= Friedrich Wilhelm Gottlieb Rostkovius =

Friedrich Wilhelm Gottlieb Theophil Rostkovius (1770–1848) was a German medical doctor, mycologist and botanist.

In 1801, he received his doctorate from the University of Halle with the thesis Dissertatio Botanica Inauguralis De Junco (treatise on rushes), studying under Carl Ludwig Willdenow. He later settled in Stettin as a medical practitioner and continued to study plants and fungi, and publish on them.

The plant genus Rostkovia from the family Juncaceae was named in his honor by Nicaise Auguste Desvaux (1784-1856). His name is also associated with the species Euphrasia rostkoviana.

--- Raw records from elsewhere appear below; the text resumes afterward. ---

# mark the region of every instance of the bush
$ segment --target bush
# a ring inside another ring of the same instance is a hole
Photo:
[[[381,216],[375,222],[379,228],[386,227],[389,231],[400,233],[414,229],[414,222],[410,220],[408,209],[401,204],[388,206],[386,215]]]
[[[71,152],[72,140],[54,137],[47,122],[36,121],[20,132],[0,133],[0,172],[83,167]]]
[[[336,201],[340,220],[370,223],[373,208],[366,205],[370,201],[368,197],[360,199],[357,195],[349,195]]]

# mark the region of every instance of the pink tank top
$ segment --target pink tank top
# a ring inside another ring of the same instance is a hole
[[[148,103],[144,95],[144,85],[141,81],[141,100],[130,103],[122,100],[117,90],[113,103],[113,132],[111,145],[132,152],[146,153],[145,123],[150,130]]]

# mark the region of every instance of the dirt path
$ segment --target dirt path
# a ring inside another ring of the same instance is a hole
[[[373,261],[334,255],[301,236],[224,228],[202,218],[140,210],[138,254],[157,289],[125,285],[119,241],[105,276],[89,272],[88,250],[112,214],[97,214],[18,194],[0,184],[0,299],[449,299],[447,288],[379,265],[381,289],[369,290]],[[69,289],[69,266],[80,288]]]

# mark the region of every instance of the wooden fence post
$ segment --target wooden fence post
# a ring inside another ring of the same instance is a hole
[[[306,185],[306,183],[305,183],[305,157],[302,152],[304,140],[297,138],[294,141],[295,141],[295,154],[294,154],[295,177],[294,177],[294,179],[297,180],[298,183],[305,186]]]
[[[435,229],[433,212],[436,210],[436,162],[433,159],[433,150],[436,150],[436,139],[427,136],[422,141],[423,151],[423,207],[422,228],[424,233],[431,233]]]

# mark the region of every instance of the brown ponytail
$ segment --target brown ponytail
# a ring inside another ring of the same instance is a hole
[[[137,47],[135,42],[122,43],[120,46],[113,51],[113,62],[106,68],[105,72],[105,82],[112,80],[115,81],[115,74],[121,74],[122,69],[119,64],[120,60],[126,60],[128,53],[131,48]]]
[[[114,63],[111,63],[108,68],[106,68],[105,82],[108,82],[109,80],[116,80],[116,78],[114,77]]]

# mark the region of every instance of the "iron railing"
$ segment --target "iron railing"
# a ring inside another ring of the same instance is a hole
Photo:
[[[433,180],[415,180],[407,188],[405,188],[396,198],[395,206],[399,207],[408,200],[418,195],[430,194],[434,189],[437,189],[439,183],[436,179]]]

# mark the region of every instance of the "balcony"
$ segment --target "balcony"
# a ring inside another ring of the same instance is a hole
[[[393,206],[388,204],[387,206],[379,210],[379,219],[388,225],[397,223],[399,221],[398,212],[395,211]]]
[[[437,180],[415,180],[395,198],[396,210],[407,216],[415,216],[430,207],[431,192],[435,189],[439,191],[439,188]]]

Rostkovius died on 17 August 1848.

==Written works==
- Monographia generis iunci, 1801; with Philipp Friedrich Theodor Meckel (1755–1803).
- Flora Sedinensis, exhibens plantas phanerogamas spontaneas nec non plantas praecipuas agri Swinemundii, 1824; with Wilhelm Ludwig Ewald Schmidt (1805–1843).
- Die Pilze Deutschlands: Deutschlands Flora in Abbildungen nach der Natur mit Beschreibungen. Abt. 3, Volume 5; Volumes 21–22, 1844; with August Karl Joseph Corda (1809–1849) - German fungi : German flora in pictures from nature with descriptions.
- Deutschlands Flora in Abbildungen nach der Natur mit Beschreibungen, 1844; with Jacob Sturm (1771–1848) and Johann Wilhelm Sturm (1808–1865) - German flora in pictures from nature with descriptions.